Making appropriate and timely decisions is important in managing forest resources and in achieving sustainable management of forests and tree resources, a declared goal of virtually all national forest policies in the Asia-Pacific region. The growing demand for a range of goods and services by different stakeholders has increased the complexity of sustainable forest management and the volume, value and direction of trade of forest products are undergoing significant shifts. Resolving conflicts between different demands now and in the future requires substantial improvement in the present systems for collecting and analyzing data and disseminating information.

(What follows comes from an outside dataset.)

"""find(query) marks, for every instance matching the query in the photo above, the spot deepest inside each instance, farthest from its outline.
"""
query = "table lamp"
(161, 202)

Forestry statistics in Asia are inadequate. As a result, many decisions are based on inaccurate, incomplete or outdated information. Although many efforts have been made, and continue to be made, at national and international levels to improve this situation, capacities for providing relevant and up-to-date information remain weak in most countries. Strengthening statistics on forest products is crucial for improving forest policy formulation and planning at the national and sub-national levels.

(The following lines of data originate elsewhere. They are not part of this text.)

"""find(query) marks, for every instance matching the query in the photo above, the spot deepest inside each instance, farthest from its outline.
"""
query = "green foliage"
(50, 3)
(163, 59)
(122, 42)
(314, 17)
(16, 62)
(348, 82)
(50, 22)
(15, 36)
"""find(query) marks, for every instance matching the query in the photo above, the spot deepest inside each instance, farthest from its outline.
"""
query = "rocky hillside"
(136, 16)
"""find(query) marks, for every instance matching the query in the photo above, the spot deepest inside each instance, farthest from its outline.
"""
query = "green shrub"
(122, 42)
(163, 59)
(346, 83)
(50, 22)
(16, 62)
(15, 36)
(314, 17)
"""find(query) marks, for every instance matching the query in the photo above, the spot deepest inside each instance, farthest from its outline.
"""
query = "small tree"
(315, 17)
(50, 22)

This report reviews the current status of data collection, data processing and dissemination of information in the context of implementing sustainable forest management in the Asia-Pacific region. It provides insights into forest products statistics in 12 countries of Tropical Asia. The document consists of two main parts: (1) a regional synthesis on forest products statistics; and (2) country profiles that describe the current situation at national levels.
The country profiles review the existing data related to forest products and trade (roundwood, wood charcoal, wood chips, particles and residues, sawnwood, wood-based panels, pulp and recovered paper, paper and paperboard); identify main weaknesses and constraints in current statistical systems; and propose practical measures for improving data collection, data processing and regular dissemination of information on forest products.

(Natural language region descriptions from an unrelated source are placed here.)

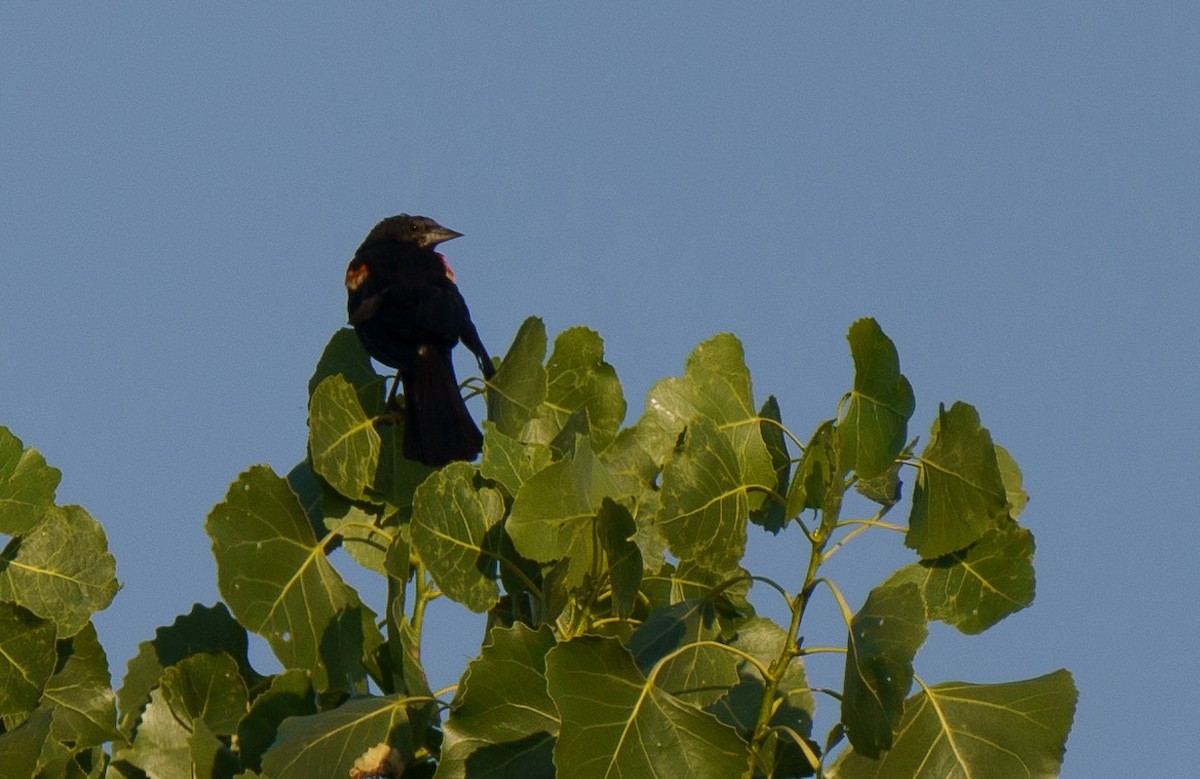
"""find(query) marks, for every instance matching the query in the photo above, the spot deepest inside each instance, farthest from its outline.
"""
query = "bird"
(403, 301)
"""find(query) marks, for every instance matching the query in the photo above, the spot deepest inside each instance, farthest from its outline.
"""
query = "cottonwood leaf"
(27, 658)
(881, 402)
(342, 439)
(509, 461)
(577, 378)
(81, 693)
(1011, 475)
(328, 743)
(983, 731)
(27, 485)
(503, 721)
(289, 695)
(274, 574)
(345, 355)
(553, 515)
(700, 673)
(204, 629)
(451, 521)
(60, 569)
(773, 515)
(707, 497)
(616, 723)
(21, 747)
(977, 587)
(883, 639)
(519, 387)
(959, 492)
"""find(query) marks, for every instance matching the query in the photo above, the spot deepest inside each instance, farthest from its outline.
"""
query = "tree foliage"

This report includes contributions provided by: D.B. Dhital (Bhutan); Det Seila (Cambodia); Pratap Singh (India); Magdalena Gultom, Ahmad Pribadi, Nurcahyo Adi and Rubiandono (Indonesia); Somchay Sanonty (Lao PDR); Dan Yit May (Malaysia); Swoyambhu Man Amatya (Nepal); Tarik Nazir Chaudhry (Pakistan); Dolores R. Catindig (the Philippines); A.N.S. Baminiwatta (Sri Lanka); Suchart Thaipetch (Thailand); and Phan Trung Dien (Viet Nam). The inputs of the authors and their unnamed assistants are acknowledged.
Various colleagues at FAO headquarters in Rome and at the FAO Regional Office in Bangkok have been involved in the preparation of the country profiles and the regional overview. C.T.S. Nair, F. Padovani and T. Enters provided overall guidance and coordination for the study, and contributed to the collection, analysis and finalization of the information presented in this volume. Their assistance is appreciated. Furthermore, we would like to thank the European Commission for the financial support given for this work through the Tropical Forestry Budget Line B7-6201/97.
It is hoped that readers will find this publication useful and that it will contribute not only to improving forest products statistics in Asia but even more so to better decision-making.